Because the read touches only catalog views, its latency is independent of table size — a 10-row table and a 10-billion-row table cost the same.

Step 3 — Diff live schema against the contract with a tolerance policy

The diff is a pure function: contract in, live schema in, structured report out. Tolerance rules distinguish drift that can proceed (nullable widening, precision increase) from drift that must halt the run (missing column, type change, tz stripping, precision loss).

python

@dataclass
class SchemaDiffReport:
    status: GateStatus = GateStatus.PASS
    contract_version: str = ""
    missing_columns: List[str] = field(default_factory=list)
    unexpected_columns: List[str] = field(default_factory=list)
    type_mismatches: List[Dict[str, str]] = field(default_factory=list)
    nullability_violations: List[str] = field(default_factory=list)
    precision_drifts: List[str] = field(default_factory=list)
    message: str = ""


@dataclass(frozen=True)
class TolerancePolicy:
    allow_nullable_widening: bool = True     # live nullable, contract required -> WARN
    allow_precision_increase: bool = True    # live scale >= contract scale -> WARN
    allow_reordering: bool = True            # honoured only when strict_order is False


def diff_schema(
    contract: SchemaContract,
    live: List[ColumnContract],
    policy: TolerancePolicy = TolerancePolicy(),
) -> SchemaDiffReport:
    """Compare a live schema against the contract. Pure, deterministic, no I/O."""
    report = SchemaDiffReport(contract_version=contract.version)
    live_by_name = {c.name: c for c in live}
    contract_names = {c.name for c in contract.columns}

    report.missing_columns = sorted(contract_names - live_by_name.keys())
    report.unexpected_columns = sorted(live_by_name.keys() - contract_names)
    if report.missing_columns:
        report.status = GateStatus.FAIL

    if contract.strict_order:
        live_order = [c.name for c in live if c.name in contract_names]
        contract_order = [c.name for c in contract.columns if c.name in live_by_name]
        if live_order != contract_order:
            report.status = GateStatus.FAIL
            report.message = "Column ordering violates strict_order contract."

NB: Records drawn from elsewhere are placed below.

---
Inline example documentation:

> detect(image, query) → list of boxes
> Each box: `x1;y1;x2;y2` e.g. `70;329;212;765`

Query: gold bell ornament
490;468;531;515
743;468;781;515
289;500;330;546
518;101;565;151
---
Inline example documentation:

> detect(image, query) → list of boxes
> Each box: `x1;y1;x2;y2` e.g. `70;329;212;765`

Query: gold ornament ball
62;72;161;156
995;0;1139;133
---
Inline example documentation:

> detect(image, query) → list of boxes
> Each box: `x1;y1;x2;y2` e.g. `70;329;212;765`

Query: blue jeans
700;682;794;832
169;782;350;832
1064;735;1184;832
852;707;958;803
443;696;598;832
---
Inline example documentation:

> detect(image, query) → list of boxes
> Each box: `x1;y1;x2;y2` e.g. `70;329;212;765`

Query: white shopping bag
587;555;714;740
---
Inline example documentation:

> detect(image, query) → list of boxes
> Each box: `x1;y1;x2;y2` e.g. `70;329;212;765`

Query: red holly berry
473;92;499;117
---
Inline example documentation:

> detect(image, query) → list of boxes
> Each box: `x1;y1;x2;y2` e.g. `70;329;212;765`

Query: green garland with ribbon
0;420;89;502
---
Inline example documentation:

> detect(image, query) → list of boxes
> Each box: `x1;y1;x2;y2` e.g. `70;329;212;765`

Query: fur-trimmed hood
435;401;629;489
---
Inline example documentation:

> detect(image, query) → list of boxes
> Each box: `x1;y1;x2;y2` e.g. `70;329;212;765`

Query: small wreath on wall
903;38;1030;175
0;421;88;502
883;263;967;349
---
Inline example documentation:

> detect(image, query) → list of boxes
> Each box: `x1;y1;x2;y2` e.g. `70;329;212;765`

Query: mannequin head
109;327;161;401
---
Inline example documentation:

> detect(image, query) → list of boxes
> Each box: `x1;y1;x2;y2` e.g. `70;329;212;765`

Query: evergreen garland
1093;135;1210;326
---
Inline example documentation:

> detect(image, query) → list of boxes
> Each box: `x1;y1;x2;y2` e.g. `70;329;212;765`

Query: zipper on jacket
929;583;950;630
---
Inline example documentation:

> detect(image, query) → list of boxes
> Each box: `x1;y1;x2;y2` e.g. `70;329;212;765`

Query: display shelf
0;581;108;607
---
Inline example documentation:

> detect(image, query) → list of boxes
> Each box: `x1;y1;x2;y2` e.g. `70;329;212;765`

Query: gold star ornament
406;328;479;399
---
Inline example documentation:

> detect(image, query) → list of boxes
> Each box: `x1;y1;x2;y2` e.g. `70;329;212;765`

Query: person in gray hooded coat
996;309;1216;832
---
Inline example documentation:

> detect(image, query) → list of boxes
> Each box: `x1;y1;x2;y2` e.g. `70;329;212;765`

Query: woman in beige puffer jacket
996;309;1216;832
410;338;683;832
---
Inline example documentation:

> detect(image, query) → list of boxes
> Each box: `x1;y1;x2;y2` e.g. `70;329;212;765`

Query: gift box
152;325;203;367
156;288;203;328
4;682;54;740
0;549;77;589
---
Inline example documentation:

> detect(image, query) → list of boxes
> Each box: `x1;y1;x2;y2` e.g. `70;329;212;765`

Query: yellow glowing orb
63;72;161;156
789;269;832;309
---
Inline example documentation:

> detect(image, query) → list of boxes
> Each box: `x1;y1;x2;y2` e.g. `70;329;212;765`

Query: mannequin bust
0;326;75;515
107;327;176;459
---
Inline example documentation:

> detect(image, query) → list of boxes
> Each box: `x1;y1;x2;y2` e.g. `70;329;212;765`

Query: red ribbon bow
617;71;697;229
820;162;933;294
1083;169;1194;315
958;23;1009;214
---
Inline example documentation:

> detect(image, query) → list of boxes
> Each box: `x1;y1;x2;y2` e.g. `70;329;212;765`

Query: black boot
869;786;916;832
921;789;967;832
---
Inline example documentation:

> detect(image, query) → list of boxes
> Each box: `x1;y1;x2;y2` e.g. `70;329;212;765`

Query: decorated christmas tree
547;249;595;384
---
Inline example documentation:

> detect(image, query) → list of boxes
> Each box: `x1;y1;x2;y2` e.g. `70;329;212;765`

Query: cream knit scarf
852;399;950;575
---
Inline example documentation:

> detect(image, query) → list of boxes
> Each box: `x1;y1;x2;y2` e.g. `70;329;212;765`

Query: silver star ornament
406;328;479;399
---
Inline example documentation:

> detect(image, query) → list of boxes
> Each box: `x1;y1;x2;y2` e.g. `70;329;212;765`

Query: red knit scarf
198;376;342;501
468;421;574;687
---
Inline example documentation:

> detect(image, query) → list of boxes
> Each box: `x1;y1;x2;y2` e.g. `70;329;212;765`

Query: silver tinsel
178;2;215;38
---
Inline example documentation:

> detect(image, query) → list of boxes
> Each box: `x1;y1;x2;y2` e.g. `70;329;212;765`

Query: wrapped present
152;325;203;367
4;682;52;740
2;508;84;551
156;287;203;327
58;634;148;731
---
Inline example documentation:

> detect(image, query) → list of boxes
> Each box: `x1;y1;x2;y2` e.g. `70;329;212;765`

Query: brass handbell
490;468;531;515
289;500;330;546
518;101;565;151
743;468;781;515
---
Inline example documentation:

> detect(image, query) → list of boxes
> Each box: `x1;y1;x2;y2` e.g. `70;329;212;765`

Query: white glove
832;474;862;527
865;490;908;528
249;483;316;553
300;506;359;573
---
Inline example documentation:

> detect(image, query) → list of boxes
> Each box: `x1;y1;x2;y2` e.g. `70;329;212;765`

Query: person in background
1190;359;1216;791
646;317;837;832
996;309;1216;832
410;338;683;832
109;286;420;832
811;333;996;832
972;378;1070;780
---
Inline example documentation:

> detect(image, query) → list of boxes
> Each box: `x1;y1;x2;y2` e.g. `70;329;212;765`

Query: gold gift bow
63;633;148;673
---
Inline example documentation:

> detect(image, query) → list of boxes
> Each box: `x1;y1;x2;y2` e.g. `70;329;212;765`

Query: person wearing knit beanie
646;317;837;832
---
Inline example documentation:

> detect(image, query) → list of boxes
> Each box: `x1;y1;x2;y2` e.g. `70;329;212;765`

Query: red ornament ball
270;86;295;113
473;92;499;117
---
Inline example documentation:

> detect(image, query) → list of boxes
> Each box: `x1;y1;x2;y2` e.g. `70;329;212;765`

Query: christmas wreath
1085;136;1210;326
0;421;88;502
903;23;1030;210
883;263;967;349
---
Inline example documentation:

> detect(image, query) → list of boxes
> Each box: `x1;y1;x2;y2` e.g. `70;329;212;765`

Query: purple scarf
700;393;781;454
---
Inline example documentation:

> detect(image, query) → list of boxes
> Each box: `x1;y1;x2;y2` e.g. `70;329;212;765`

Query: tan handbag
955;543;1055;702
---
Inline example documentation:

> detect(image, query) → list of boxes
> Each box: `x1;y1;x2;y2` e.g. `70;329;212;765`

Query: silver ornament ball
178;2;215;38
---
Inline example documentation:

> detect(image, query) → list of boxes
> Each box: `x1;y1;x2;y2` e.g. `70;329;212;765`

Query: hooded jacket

    for expected in contract.columns:
        actual = live_by_name.get(expected.name)
        if actual is None:
            continue

        if actual.dtype != expected.dtype:
            report.type_mismatches.append(
                {"column": expected.name, "expected": expected.dtype, "actual": actual.dtype}
            )
            report.status = GateStatus.FAIL  # type change is always breaking

        # Nullability: live allowing NULL where the contract requires a value.
        if actual.nullable and not expected.nullable:
            if policy.allow_nullable_widening:
                report.nullability_violations.append(f"{expected.name} (widened to nullable)")
                report.status = max(report.status, GateStatus.WARN, key=_severity)
            else:
                report.nullability_violations.append(f"{expected.name} (nullable not permitted)")
                report.status = GateStatus.FAIL

        # Precision/scale drift on decimals.
        if expected.scale is not None and actual.scale is not None:
            if actual.scale < expected.scale:
                report.precision_drifts.append(f"{expected.name} (scale {actual.scale} < {expected.scale})")
                report.status = GateStatus.FAIL  # precision loss truncates silently
            elif actual.scale > expected.scale and policy.allow_precision_increase:
                report.precision_drifts.append(f"{expected.name} (scale widened)")
                report.status = max(report.status, GateStatus.WARN, key=_severity)

    if not report.message:
        report.message = {
            GateStatus.PASS: "Schema contract validated.",
            GateStatus.WARN: "Non-breaking drift detected; proceeding with telemetry.",
            GateStatus.FAIL: "Schema contract violated; halting pipeline.",
        }[report.status]
    return report


_SEVERITY = {GateStatus.PASS: 0, GateStatus.WARN: 1, GateStatus.FAIL: 2}


def _severity(s: GateStatus) -> int:
    return _SEVERITY[s]

Assert that a widened-nullable column warns but does not fail, while a type change fails — the two decisions that route the run:

python

contract = SchemaContract(
    version="v3",
    columns=[
        ColumnContract("id", "INT64", nullable=False),
        ColumnContract("amount", "DECIMAL", nullable=False, scale=2),
    ],
)
live_ok = [ColumnContract("id", "INT64", True), ColumnContract("amount", "DECIMAL", False, scale=2)]
live_bad = [ColumnContract("id", "STRING", False), ColumnContract("amount", "DECIMAL", False, scale=2)]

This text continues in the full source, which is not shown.